You likely know by now that life or I should say your experience of it can get to you at times. Your real opponent ever hidden and always disguised works in secret to, pardon my explicit French, fuck your life up. Every fucked up thing that ever happened to you was devised by him. Every painful humiliation, every loss, every disease, every dark thing came from him and his minions. But, you will never see it until you look with your spiritual eyes. There will be some apparent reason for it, no matter how awful it was. You see, this enemy of ours is abject cruelty. He exists now only to steal and to kill and to destroy. And he has been stealing from you. What happens to a man or woman’s soul to get them to the place where they do not even love themselves. What heaviness has prevailed to the place where we no longer even expect good things to happen for us because (insert a lie here). For that I offer you love. Perfect love casts out fear. You need to learn to love yourself again. You aint half as bad as you have imagined. You are not the source of evil no matter how many times you got caught up in it. Have some compassion on yourself. You have been fighting something bigger than yourself on your own wits. You’ve been looking for wrong in all the wrong places, namely yourself. You are no more the source of your own problems than you are the one that makes the sun come up each day. Life aint all about what you do. It’s all about what He did and does for you. Man, you gotta find Him. Momma, you have to reach upwards. Your life will always be first spiritual and you can’t skip that part. You are not going to figure this all out for yourself. You just need someone to love you back into loving yourself. That is what someone did for me. (Thank you Jon) I love you.

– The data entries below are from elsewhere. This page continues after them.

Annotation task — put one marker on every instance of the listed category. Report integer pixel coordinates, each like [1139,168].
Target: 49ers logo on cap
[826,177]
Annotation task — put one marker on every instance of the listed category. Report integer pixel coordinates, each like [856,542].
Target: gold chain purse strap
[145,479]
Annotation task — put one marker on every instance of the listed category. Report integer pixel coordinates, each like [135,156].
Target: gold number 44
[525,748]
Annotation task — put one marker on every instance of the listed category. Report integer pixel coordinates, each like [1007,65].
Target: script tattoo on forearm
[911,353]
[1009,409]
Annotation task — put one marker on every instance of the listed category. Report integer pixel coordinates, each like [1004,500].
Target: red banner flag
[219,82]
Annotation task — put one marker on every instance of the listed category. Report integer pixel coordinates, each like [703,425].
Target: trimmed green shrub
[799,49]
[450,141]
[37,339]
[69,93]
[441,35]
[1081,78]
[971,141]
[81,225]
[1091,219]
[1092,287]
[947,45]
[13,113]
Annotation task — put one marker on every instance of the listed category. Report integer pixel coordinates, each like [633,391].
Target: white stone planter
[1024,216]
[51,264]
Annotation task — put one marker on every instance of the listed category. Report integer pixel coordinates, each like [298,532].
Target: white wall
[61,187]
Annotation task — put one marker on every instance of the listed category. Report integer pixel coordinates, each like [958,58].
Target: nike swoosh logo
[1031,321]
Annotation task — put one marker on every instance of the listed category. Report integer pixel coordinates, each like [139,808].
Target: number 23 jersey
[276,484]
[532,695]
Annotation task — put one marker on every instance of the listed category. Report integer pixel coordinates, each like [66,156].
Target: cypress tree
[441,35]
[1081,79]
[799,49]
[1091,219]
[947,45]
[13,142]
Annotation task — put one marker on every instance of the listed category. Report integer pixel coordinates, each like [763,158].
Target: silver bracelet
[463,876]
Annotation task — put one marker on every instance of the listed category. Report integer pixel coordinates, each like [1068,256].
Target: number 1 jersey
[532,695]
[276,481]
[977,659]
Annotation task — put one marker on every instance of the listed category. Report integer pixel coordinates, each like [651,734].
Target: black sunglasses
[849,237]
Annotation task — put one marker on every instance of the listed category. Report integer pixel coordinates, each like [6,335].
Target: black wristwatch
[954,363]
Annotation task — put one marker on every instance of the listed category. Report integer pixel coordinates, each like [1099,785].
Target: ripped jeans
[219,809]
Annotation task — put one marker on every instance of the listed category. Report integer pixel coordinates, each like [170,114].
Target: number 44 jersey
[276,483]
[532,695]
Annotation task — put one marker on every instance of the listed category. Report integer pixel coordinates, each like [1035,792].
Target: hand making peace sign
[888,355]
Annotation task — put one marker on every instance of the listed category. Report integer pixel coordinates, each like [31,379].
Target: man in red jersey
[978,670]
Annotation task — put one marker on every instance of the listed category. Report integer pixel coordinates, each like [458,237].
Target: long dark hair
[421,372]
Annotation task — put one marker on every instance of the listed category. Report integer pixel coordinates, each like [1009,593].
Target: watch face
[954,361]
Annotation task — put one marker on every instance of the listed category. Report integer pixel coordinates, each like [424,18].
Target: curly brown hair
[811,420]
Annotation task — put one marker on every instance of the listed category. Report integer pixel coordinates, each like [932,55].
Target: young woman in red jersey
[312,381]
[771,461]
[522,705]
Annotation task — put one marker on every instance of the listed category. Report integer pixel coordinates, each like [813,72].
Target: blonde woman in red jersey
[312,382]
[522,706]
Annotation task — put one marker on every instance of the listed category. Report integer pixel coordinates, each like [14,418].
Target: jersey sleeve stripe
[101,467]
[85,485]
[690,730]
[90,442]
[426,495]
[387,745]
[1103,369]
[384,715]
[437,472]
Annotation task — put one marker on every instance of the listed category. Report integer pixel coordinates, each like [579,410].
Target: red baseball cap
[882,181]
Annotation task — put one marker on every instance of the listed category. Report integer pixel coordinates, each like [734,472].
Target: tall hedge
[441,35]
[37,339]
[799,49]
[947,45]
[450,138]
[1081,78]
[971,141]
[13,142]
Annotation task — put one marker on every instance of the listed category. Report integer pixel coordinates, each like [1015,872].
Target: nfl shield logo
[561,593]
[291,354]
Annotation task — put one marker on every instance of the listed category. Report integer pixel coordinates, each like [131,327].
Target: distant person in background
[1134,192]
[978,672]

No love letter would be complete without one concluding thought. This living life thing can turn out badly for you. You can find yourself miles from where you ever thought you would be. Things are going to hurt you at your heart level. You can blow it on an epic level. But, if you can ever somehow get yourself to the place where you stop making it all about you, you can finally find the Author. You can find that part of you that has deep hunger for Him. And in finding Him, you find the life, your life for which you have been searching. I love you endlessly, my friend.